The assumption used in the formulas presented in the appendices is that the effect estimators in the subgroups are normally distributed. Assuming that epidemiologic effect measures, such as the odds ratio, risk ratio, hazard ratio and risk difference, follow a normal distribution, the methods presented can also be used for these epidemiologic measures. Note that the assumption for normality is generally unreasonable in small samples, but a satisfactory approximation in large samples.

## Example

As an example, imagine a large randomized controlled trial that investigates the effect of some intervention on mortality and that includes 10,000 men and 5,000 women. Besides the main effect of treatment, the researchers are interested in assessing whether the treatment effect is different for men and women.
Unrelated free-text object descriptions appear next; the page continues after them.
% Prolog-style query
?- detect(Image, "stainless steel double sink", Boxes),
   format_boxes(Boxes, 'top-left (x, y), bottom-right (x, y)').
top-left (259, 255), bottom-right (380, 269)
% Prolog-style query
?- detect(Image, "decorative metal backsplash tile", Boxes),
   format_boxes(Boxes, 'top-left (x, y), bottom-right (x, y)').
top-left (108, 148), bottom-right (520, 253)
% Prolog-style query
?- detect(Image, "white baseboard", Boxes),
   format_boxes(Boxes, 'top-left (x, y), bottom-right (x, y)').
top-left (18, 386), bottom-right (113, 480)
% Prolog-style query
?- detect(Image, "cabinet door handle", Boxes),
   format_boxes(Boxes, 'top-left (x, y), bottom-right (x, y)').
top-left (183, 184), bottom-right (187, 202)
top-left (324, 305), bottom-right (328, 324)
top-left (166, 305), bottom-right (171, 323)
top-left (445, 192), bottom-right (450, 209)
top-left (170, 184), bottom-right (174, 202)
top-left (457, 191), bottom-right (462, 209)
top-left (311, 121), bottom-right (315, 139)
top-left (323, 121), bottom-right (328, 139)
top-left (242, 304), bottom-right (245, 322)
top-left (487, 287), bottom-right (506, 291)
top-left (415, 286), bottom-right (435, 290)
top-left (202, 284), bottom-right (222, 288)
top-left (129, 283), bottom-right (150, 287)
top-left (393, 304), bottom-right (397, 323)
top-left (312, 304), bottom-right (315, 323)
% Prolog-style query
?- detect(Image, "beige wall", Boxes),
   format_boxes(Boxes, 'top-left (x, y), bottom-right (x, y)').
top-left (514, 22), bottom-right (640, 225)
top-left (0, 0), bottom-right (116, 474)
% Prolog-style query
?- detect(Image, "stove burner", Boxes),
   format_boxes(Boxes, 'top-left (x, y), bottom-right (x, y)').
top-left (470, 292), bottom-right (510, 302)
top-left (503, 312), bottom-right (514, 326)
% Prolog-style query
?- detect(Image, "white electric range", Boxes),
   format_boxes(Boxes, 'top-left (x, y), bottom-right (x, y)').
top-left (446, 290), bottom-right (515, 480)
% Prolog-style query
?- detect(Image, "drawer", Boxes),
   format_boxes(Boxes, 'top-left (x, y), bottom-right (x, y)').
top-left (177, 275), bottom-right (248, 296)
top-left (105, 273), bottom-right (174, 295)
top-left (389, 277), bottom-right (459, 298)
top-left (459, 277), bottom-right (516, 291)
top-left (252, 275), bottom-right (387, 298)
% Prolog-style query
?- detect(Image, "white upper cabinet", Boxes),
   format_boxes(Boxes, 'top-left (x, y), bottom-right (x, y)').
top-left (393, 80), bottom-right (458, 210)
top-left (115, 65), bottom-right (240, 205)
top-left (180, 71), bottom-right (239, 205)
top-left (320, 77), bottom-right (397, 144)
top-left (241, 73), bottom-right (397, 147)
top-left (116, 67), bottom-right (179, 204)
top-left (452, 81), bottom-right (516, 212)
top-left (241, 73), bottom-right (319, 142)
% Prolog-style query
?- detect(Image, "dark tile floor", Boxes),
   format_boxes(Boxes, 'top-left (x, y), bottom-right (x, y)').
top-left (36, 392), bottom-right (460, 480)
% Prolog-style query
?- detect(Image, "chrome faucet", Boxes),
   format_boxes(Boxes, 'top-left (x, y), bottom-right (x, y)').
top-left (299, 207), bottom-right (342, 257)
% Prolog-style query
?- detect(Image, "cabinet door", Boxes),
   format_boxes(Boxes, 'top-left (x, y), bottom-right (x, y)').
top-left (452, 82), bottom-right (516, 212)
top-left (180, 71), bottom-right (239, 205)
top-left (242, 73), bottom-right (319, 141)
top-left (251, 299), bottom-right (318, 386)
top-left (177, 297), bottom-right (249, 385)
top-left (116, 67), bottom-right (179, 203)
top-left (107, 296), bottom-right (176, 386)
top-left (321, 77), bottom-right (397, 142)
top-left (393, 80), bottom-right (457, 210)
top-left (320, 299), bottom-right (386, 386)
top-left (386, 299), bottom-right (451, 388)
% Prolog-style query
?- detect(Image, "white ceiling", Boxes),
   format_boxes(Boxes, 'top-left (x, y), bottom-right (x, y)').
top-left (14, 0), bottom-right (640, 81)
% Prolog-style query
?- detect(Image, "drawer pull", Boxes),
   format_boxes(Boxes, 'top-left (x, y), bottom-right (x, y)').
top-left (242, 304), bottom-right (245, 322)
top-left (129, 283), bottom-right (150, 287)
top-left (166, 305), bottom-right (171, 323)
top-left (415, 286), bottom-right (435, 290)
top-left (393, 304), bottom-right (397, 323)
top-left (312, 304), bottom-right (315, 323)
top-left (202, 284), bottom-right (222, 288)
Suppose that the risk ratio in men is 0.67 (95% CI: 0.59-0.75) and in women is 0.83 (95% CI: 0.71-0.98). The confidence intervals are partly overlapping, which the researchers may wrongly interpret as no effect modification by sex. Filling in formula (3) (Supplementary material) results in a probability of non-overlapping 95% confidence intervals under the null hypothesis of 0.006. A confidence level of 83.8% could have been calculated to arrive at a type 1 error probability of 0.05, resulting in a confidence interval of 0.61–0.73 for men and 0.74–0.93 for women. Now, the confidence intervals do not overlap, so the p-value is at least smaller than 0.05, indicating statistically significant effect modification. Calculating the difference in risk ratios with a 95% confidence interval results in a ratio of risk ratios of 0.80 with a 95% confidence interval of 0.66-0.98, corresponding to a p-value of 0.028. This confirms our earlier observation of statistically significant effect modification.